What This Automation Does
This workflow takes company names and website URLs from a Google Sheet. It scrapes the homepage HTML using ScrapingBee. Then, it converts HTML to Markdown to keep data simple. It feeds this to OpenAI’s GPT-4o-mini model. The AI analyzes and returns clear business info like Business Area, Products, Value Proposition, Business Model, and Ideal Customer Profile.
The workflow also checks for missing or mismatched info. Final results get automatically written back into Google Sheets. This replaces long manual research with fast, structured enrichment.

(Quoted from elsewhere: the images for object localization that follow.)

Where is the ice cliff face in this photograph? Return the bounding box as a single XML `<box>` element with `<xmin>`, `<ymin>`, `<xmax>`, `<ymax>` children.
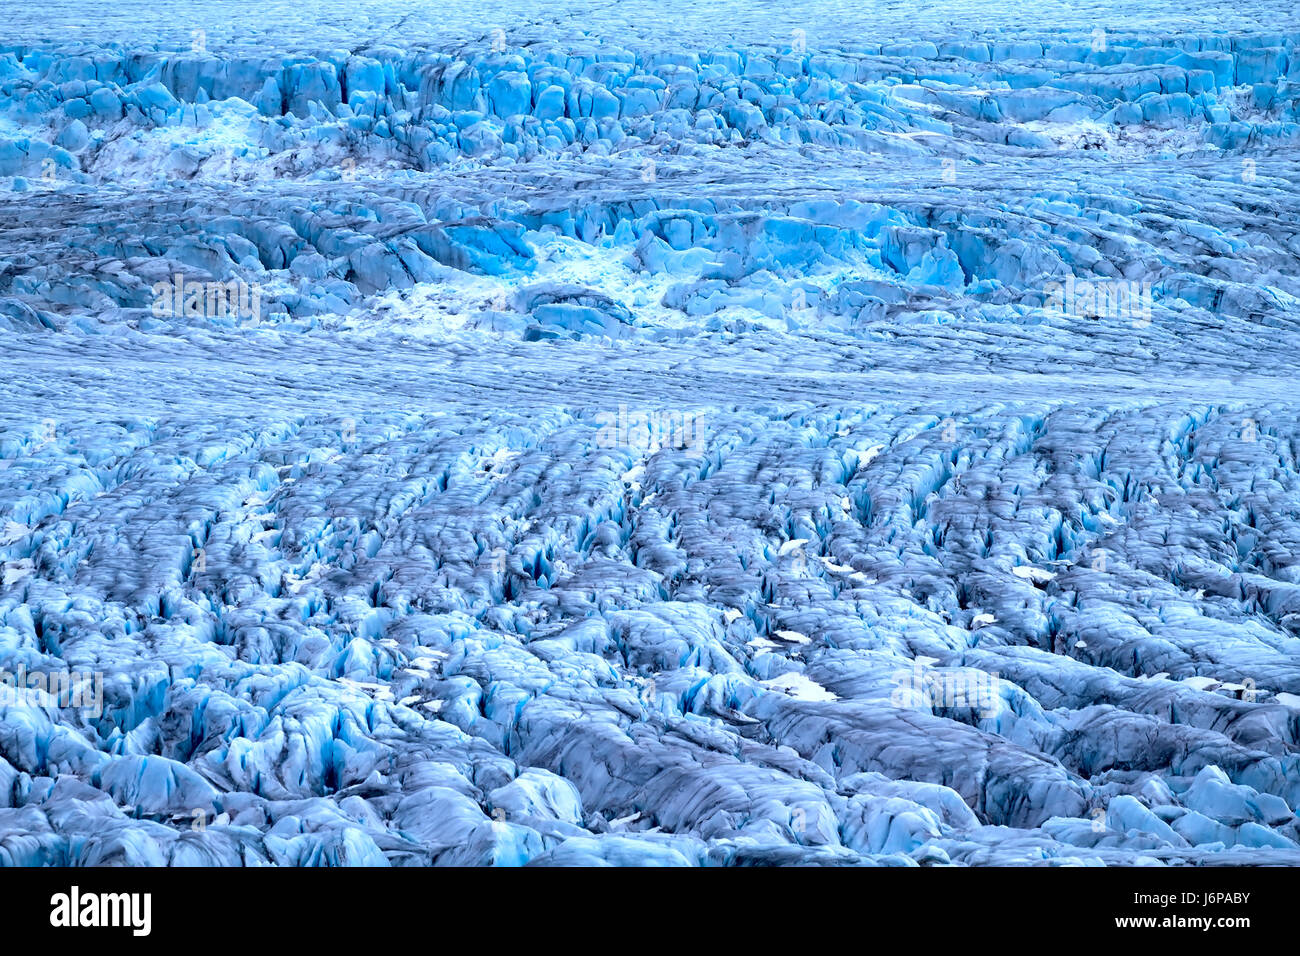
<box><xmin>1</xmin><ymin>0</ymin><xmax>1300</xmax><ymax>866</ymax></box>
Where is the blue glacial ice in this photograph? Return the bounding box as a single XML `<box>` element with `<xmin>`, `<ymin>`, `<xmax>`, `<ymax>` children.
<box><xmin>1</xmin><ymin>0</ymin><xmax>1300</xmax><ymax>866</ymax></box>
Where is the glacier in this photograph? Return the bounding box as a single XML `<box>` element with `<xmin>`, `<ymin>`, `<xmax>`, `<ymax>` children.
<box><xmin>1</xmin><ymin>0</ymin><xmax>1300</xmax><ymax>866</ymax></box>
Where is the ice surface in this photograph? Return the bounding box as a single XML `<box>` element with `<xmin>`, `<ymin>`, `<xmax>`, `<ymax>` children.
<box><xmin>1</xmin><ymin>0</ymin><xmax>1300</xmax><ymax>866</ymax></box>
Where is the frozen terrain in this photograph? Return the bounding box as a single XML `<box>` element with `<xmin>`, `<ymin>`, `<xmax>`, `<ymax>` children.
<box><xmin>2</xmin><ymin>0</ymin><xmax>1300</xmax><ymax>865</ymax></box>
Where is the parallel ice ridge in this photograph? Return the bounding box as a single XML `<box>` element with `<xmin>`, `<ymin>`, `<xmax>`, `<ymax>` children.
<box><xmin>2</xmin><ymin>7</ymin><xmax>1299</xmax><ymax>373</ymax></box>
<box><xmin>2</xmin><ymin>0</ymin><xmax>1300</xmax><ymax>865</ymax></box>
<box><xmin>4</xmin><ymin>0</ymin><xmax>1292</xmax><ymax>48</ymax></box>
<box><xmin>5</xmin><ymin>405</ymin><xmax>1300</xmax><ymax>865</ymax></box>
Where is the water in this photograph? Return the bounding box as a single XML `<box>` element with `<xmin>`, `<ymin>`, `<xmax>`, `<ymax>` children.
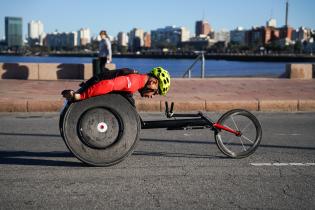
<box><xmin>0</xmin><ymin>55</ymin><xmax>288</xmax><ymax>77</ymax></box>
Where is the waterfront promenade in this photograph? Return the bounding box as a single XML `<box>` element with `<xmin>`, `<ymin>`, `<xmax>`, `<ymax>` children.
<box><xmin>0</xmin><ymin>78</ymin><xmax>315</xmax><ymax>112</ymax></box>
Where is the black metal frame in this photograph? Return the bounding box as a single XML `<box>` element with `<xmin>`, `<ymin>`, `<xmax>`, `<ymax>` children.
<box><xmin>141</xmin><ymin>102</ymin><xmax>217</xmax><ymax>131</ymax></box>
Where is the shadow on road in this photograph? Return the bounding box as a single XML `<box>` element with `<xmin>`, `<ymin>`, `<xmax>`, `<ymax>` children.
<box><xmin>0</xmin><ymin>132</ymin><xmax>314</xmax><ymax>151</ymax></box>
<box><xmin>133</xmin><ymin>150</ymin><xmax>227</xmax><ymax>159</ymax></box>
<box><xmin>140</xmin><ymin>138</ymin><xmax>315</xmax><ymax>151</ymax></box>
<box><xmin>0</xmin><ymin>133</ymin><xmax>314</xmax><ymax>167</ymax></box>
<box><xmin>0</xmin><ymin>151</ymin><xmax>84</xmax><ymax>167</ymax></box>
<box><xmin>0</xmin><ymin>132</ymin><xmax>60</xmax><ymax>138</ymax></box>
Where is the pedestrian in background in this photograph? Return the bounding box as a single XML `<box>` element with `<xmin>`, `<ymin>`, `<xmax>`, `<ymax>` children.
<box><xmin>98</xmin><ymin>30</ymin><xmax>112</xmax><ymax>71</ymax></box>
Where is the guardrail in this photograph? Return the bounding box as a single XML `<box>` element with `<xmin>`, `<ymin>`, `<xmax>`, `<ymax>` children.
<box><xmin>182</xmin><ymin>52</ymin><xmax>205</xmax><ymax>78</ymax></box>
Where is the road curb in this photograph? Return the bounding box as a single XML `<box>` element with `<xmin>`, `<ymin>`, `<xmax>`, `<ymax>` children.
<box><xmin>1</xmin><ymin>99</ymin><xmax>315</xmax><ymax>112</ymax></box>
<box><xmin>0</xmin><ymin>100</ymin><xmax>27</xmax><ymax>112</ymax></box>
<box><xmin>27</xmin><ymin>100</ymin><xmax>64</xmax><ymax>112</ymax></box>
<box><xmin>259</xmin><ymin>99</ymin><xmax>298</xmax><ymax>112</ymax></box>
<box><xmin>206</xmin><ymin>100</ymin><xmax>258</xmax><ymax>112</ymax></box>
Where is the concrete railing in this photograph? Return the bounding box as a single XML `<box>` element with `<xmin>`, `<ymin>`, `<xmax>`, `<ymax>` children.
<box><xmin>0</xmin><ymin>62</ymin><xmax>314</xmax><ymax>80</ymax></box>
<box><xmin>285</xmin><ymin>64</ymin><xmax>315</xmax><ymax>79</ymax></box>
<box><xmin>0</xmin><ymin>63</ymin><xmax>116</xmax><ymax>80</ymax></box>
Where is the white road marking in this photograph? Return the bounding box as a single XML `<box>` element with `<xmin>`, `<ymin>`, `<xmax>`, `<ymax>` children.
<box><xmin>251</xmin><ymin>163</ymin><xmax>315</xmax><ymax>166</ymax></box>
<box><xmin>274</xmin><ymin>133</ymin><xmax>302</xmax><ymax>136</ymax></box>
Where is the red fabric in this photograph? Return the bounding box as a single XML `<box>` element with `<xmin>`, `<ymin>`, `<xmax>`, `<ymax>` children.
<box><xmin>80</xmin><ymin>74</ymin><xmax>148</xmax><ymax>100</ymax></box>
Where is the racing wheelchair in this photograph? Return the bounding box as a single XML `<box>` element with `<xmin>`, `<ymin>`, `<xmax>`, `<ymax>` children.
<box><xmin>60</xmin><ymin>94</ymin><xmax>262</xmax><ymax>166</ymax></box>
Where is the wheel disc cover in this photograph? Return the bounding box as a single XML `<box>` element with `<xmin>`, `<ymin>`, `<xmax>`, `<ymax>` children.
<box><xmin>78</xmin><ymin>108</ymin><xmax>121</xmax><ymax>149</ymax></box>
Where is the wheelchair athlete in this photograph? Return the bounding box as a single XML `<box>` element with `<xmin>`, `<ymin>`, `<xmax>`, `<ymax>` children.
<box><xmin>62</xmin><ymin>67</ymin><xmax>171</xmax><ymax>102</ymax></box>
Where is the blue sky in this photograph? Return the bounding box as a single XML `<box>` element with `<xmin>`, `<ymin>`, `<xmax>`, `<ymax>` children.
<box><xmin>0</xmin><ymin>0</ymin><xmax>314</xmax><ymax>39</ymax></box>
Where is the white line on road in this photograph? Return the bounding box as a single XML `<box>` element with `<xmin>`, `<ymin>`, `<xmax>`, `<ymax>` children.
<box><xmin>251</xmin><ymin>163</ymin><xmax>315</xmax><ymax>166</ymax></box>
<box><xmin>274</xmin><ymin>133</ymin><xmax>302</xmax><ymax>136</ymax></box>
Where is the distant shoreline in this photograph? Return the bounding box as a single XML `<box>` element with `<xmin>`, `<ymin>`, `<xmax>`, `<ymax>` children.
<box><xmin>1</xmin><ymin>52</ymin><xmax>315</xmax><ymax>62</ymax></box>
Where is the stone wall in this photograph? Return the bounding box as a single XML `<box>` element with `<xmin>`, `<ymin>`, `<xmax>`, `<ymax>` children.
<box><xmin>0</xmin><ymin>63</ymin><xmax>116</xmax><ymax>80</ymax></box>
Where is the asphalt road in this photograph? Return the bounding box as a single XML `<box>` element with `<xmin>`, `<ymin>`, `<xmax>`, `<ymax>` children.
<box><xmin>0</xmin><ymin>112</ymin><xmax>314</xmax><ymax>209</ymax></box>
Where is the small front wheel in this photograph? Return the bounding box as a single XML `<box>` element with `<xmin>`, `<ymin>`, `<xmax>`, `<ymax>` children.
<box><xmin>214</xmin><ymin>109</ymin><xmax>262</xmax><ymax>158</ymax></box>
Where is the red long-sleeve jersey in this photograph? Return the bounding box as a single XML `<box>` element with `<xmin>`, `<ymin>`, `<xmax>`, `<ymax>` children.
<box><xmin>79</xmin><ymin>74</ymin><xmax>148</xmax><ymax>100</ymax></box>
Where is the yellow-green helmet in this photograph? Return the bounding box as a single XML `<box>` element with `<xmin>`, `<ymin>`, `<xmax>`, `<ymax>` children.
<box><xmin>150</xmin><ymin>67</ymin><xmax>171</xmax><ymax>96</ymax></box>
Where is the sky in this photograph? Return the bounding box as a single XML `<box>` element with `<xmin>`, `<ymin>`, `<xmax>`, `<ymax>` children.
<box><xmin>0</xmin><ymin>0</ymin><xmax>314</xmax><ymax>39</ymax></box>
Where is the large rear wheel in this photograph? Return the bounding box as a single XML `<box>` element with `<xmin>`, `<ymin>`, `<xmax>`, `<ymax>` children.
<box><xmin>61</xmin><ymin>94</ymin><xmax>140</xmax><ymax>166</ymax></box>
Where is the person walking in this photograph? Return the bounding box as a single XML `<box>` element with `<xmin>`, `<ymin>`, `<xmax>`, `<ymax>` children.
<box><xmin>98</xmin><ymin>30</ymin><xmax>112</xmax><ymax>71</ymax></box>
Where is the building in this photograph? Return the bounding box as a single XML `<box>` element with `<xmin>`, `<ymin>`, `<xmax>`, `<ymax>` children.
<box><xmin>230</xmin><ymin>27</ymin><xmax>246</xmax><ymax>45</ymax></box>
<box><xmin>39</xmin><ymin>33</ymin><xmax>46</xmax><ymax>46</ymax></box>
<box><xmin>266</xmin><ymin>18</ymin><xmax>277</xmax><ymax>28</ymax></box>
<box><xmin>143</xmin><ymin>32</ymin><xmax>151</xmax><ymax>48</ymax></box>
<box><xmin>117</xmin><ymin>32</ymin><xmax>128</xmax><ymax>47</ymax></box>
<box><xmin>128</xmin><ymin>28</ymin><xmax>144</xmax><ymax>51</ymax></box>
<box><xmin>5</xmin><ymin>16</ymin><xmax>23</xmax><ymax>48</ymax></box>
<box><xmin>28</xmin><ymin>20</ymin><xmax>44</xmax><ymax>46</ymax></box>
<box><xmin>214</xmin><ymin>30</ymin><xmax>230</xmax><ymax>43</ymax></box>
<box><xmin>264</xmin><ymin>27</ymin><xmax>280</xmax><ymax>44</ymax></box>
<box><xmin>181</xmin><ymin>35</ymin><xmax>216</xmax><ymax>51</ymax></box>
<box><xmin>246</xmin><ymin>27</ymin><xmax>263</xmax><ymax>46</ymax></box>
<box><xmin>181</xmin><ymin>27</ymin><xmax>190</xmax><ymax>42</ymax></box>
<box><xmin>78</xmin><ymin>28</ymin><xmax>91</xmax><ymax>46</ymax></box>
<box><xmin>292</xmin><ymin>27</ymin><xmax>312</xmax><ymax>42</ymax></box>
<box><xmin>151</xmin><ymin>26</ymin><xmax>190</xmax><ymax>49</ymax></box>
<box><xmin>279</xmin><ymin>26</ymin><xmax>293</xmax><ymax>41</ymax></box>
<box><xmin>28</xmin><ymin>20</ymin><xmax>44</xmax><ymax>39</ymax></box>
<box><xmin>277</xmin><ymin>0</ymin><xmax>293</xmax><ymax>45</ymax></box>
<box><xmin>195</xmin><ymin>20</ymin><xmax>211</xmax><ymax>36</ymax></box>
<box><xmin>45</xmin><ymin>31</ymin><xmax>77</xmax><ymax>50</ymax></box>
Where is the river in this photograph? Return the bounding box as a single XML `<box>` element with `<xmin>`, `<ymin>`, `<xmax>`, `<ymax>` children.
<box><xmin>0</xmin><ymin>55</ymin><xmax>289</xmax><ymax>77</ymax></box>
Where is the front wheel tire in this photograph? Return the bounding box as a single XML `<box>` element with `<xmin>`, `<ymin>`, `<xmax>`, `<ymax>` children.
<box><xmin>214</xmin><ymin>109</ymin><xmax>262</xmax><ymax>158</ymax></box>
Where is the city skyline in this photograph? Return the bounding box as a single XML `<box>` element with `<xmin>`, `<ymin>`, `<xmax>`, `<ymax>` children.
<box><xmin>0</xmin><ymin>0</ymin><xmax>315</xmax><ymax>39</ymax></box>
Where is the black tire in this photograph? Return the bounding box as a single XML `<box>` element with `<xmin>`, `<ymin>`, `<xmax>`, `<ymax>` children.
<box><xmin>214</xmin><ymin>109</ymin><xmax>262</xmax><ymax>158</ymax></box>
<box><xmin>61</xmin><ymin>94</ymin><xmax>140</xmax><ymax>166</ymax></box>
<box><xmin>59</xmin><ymin>100</ymin><xmax>70</xmax><ymax>140</ymax></box>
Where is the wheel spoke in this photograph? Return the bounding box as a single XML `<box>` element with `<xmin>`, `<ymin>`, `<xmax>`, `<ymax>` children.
<box><xmin>231</xmin><ymin>116</ymin><xmax>240</xmax><ymax>131</ymax></box>
<box><xmin>241</xmin><ymin>122</ymin><xmax>252</xmax><ymax>133</ymax></box>
<box><xmin>241</xmin><ymin>135</ymin><xmax>254</xmax><ymax>143</ymax></box>
<box><xmin>239</xmin><ymin>137</ymin><xmax>246</xmax><ymax>151</ymax></box>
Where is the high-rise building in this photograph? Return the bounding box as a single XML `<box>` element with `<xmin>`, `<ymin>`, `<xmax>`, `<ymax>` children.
<box><xmin>78</xmin><ymin>28</ymin><xmax>91</xmax><ymax>46</ymax></box>
<box><xmin>195</xmin><ymin>20</ymin><xmax>211</xmax><ymax>37</ymax></box>
<box><xmin>117</xmin><ymin>32</ymin><xmax>128</xmax><ymax>47</ymax></box>
<box><xmin>5</xmin><ymin>16</ymin><xmax>23</xmax><ymax>48</ymax></box>
<box><xmin>28</xmin><ymin>20</ymin><xmax>44</xmax><ymax>39</ymax></box>
<box><xmin>128</xmin><ymin>28</ymin><xmax>144</xmax><ymax>51</ymax></box>
<box><xmin>28</xmin><ymin>20</ymin><xmax>44</xmax><ymax>46</ymax></box>
<box><xmin>151</xmin><ymin>26</ymin><xmax>190</xmax><ymax>49</ymax></box>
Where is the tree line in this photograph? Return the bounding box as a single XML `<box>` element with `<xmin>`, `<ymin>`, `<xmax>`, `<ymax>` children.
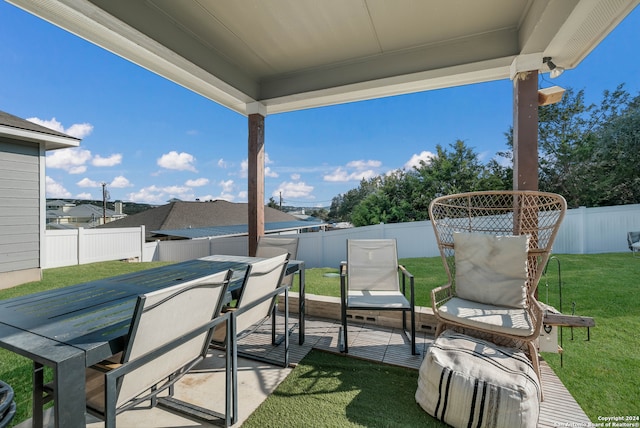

Who Should Use This Workflow
This fits people who work with lots of company data in Google Sheets. Especially useful for business analysts, marketers, and sales teams. Anyone tired of copying info from websites one by one. It helps non-technical users get clean business details without guessing or reading sites themselves.
Tools and Services Used
- Google Sheets: Your source list and final storage.
- ScrapingBee API: Fetches company homepage HTML.
- OpenAI GPT-4o-mini: AI model that interprets content.
- n8n: Workflow automation platform running all steps.
Inputs, Processing Steps, and Output
Inputs
- Google Sheet with at least columns: Company and Website.
- Valid ScrapingBee API Key.
- Valid OpenAI API Key with GPT-4o-mini access.
Processing Steps
- Read all company rows from Google Sheet.
- Loop each company separately using SplitInBatches to avoid overload.
- Extract company website URL and set as a scraping target.
- Use ScrapingBee to get homepage raw HTML.
- Convert the raw HTML to markdown to simplify the text for AI.
- Feed markdown content into OpenAI GPT-4o-mini with a prompt to find: Business Area, Offers, Value Proposition, Business Model, Ideal Customer Profile.
- Parse AI output into structured JSON format using the LangChain Structured Output Parser.
- Write back the parsed info into the correct row in Google Sheet under the columns Business Area, Offer, Value Proposition, Business Model, ICP, and Additional Information.
- Detect and report on cases where data is missing or scraping fails for diagnostics.
Output
- Google Sheet updated with clean, structured business details for each company.
- Logs and error information in the workflow for troubleshooting.
Beginner Step-by-Step: How to Use This Workflow in n8n
1. Download and Import Workflow
- Click the Download button on this page to save the workflow JSON file.
- Open the n8n editor where automation workflows are created.
- Use the Import from File option in n8n to import the downloaded workflow JSON.
2. Configure Credentials and IDs
- Add your Google Sheets API credentials in n8n for accessing spreadsheet data.
- Input your ScrapingBee API Key in the HTTP Request node querying the scraper.
- Enter your OpenAI API key in the OpenAI Chat Model node.
- If needed, update the Google Sheet document ID and sheet name to match your file.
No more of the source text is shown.